Le Ministère public neuchâtelois a requis lundi des peines de 16 ans et demi et de 14 ans de prison pour tentative d'assassinat d'une femme qui a été brûlée vive. Le commanditaire a continué à nier sa responsabilité dans cette tentative de féminicide.

Le réquisitoire du Ministère public devant le Tribunal criminel de Neuchâtel a commencé de façon très émouvante par l'enregistrement de l'appel le 20 octobre 2022 à la centrale d'urgence, du jeune fils de la victime. On entend les cris de douleur de cette dernière en arrière-fond. La procureure a d'emblée déclaré qu'il "s'agit d'un des crimes les plus odieux du canton de ces dernières années".

Pour Manon Simeoni, "c'est une attaque lâche et barbare". Selon la procureure, le commanditaire a conçu, participé à la tentative d'assassinat qu'il avait planifié depuis plus d'un an. Jaloux, il ne supportait pas que la victime ait mis fin à leur relation et voulait maintenir un contrôle sur sa vie par une surveillance incessante.

Selon la procureure, le commanditaire voulait anéantir la mère de famille pour qu'elle ne puisse plus continuer la vie sans lui. "Il a agi de façon lâche et odieuse, en faisant faire le sale boulot à d'autres. Avec une grande cruauté, il a choisi de concentrer l'essence sur son visage pour la défigurer et la faire souffrir".

Expulsion du territoire

Le Ministère public a requis dix ans d'expulsion du territoire.
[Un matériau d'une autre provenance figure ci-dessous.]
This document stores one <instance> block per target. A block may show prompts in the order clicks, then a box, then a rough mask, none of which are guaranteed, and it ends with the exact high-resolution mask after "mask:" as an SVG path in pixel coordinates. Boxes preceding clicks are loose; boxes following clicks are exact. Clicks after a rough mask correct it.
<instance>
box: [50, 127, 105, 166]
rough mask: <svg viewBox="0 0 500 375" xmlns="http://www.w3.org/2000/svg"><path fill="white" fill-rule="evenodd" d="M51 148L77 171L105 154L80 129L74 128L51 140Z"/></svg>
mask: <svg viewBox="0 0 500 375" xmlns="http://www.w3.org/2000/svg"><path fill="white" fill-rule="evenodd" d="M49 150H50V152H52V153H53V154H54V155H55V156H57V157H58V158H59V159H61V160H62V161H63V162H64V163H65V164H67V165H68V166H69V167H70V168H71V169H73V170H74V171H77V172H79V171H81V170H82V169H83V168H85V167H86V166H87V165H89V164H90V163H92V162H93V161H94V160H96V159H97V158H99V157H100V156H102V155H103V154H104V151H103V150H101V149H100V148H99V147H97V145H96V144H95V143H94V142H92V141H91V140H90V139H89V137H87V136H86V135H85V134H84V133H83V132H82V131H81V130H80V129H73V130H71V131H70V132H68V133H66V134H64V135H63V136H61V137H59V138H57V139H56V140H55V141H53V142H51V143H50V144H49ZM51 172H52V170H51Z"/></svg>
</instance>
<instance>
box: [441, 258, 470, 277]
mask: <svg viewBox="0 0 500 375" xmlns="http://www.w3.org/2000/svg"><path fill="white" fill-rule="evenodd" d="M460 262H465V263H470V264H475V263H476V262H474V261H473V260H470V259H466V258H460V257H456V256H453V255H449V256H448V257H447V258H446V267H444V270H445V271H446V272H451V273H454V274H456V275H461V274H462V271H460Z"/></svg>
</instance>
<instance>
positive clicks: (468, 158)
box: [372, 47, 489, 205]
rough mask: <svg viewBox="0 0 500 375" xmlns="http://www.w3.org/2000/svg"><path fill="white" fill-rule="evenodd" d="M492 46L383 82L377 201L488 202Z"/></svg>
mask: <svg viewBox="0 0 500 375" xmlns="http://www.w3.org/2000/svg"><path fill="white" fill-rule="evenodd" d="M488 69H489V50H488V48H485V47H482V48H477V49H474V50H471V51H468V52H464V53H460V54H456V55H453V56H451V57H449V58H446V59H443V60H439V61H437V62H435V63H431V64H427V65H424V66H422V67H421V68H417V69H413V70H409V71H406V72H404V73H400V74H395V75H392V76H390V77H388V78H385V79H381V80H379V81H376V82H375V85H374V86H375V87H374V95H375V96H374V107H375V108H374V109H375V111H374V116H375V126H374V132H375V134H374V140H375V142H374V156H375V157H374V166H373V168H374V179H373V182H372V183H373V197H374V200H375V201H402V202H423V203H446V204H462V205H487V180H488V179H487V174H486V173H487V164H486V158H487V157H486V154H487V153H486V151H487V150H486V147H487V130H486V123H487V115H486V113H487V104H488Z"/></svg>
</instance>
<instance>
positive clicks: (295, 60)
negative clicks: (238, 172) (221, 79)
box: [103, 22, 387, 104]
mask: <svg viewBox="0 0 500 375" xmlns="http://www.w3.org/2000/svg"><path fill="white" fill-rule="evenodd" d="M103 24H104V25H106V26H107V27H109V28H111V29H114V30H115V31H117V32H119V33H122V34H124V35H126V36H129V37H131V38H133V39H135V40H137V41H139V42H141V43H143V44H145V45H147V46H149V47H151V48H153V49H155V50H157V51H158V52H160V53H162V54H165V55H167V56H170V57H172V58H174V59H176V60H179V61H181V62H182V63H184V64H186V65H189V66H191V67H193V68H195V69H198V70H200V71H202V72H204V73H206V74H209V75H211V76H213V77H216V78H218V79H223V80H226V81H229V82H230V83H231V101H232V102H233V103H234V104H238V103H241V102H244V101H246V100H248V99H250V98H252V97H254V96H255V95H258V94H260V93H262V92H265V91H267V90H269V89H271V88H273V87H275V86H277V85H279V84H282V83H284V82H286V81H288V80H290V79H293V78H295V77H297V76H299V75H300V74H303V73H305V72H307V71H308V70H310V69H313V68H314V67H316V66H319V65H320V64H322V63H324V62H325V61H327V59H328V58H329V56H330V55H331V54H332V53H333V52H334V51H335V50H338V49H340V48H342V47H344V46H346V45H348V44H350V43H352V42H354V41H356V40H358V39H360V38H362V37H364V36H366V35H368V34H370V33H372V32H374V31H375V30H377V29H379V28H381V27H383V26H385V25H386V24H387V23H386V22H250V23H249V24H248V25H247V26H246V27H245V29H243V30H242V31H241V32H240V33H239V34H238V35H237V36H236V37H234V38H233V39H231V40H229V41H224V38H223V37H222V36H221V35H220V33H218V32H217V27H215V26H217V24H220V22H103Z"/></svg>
En plus des 16 ans et demi de prison pour tentative d'assassinat, s'ajoutent huit mois de prison pour des affaires d'escroquerie, de faux dans les titres et de violation de l'obligation de tenir une comptabilité, soit une peine globale requise de 17 ans et trois mois.

Pour la partie plaignante, l'avocat Alexandre Zen-Ruffinen, le commanditaire a agi de manière particulièrement odieuse et égoïste. "Il savait que les enfants de la victime souffrent d'une maladie incurable. Cela ne l'a pas empêché de vouloir" que leur mère meure et qu'ils deviennent orphelins.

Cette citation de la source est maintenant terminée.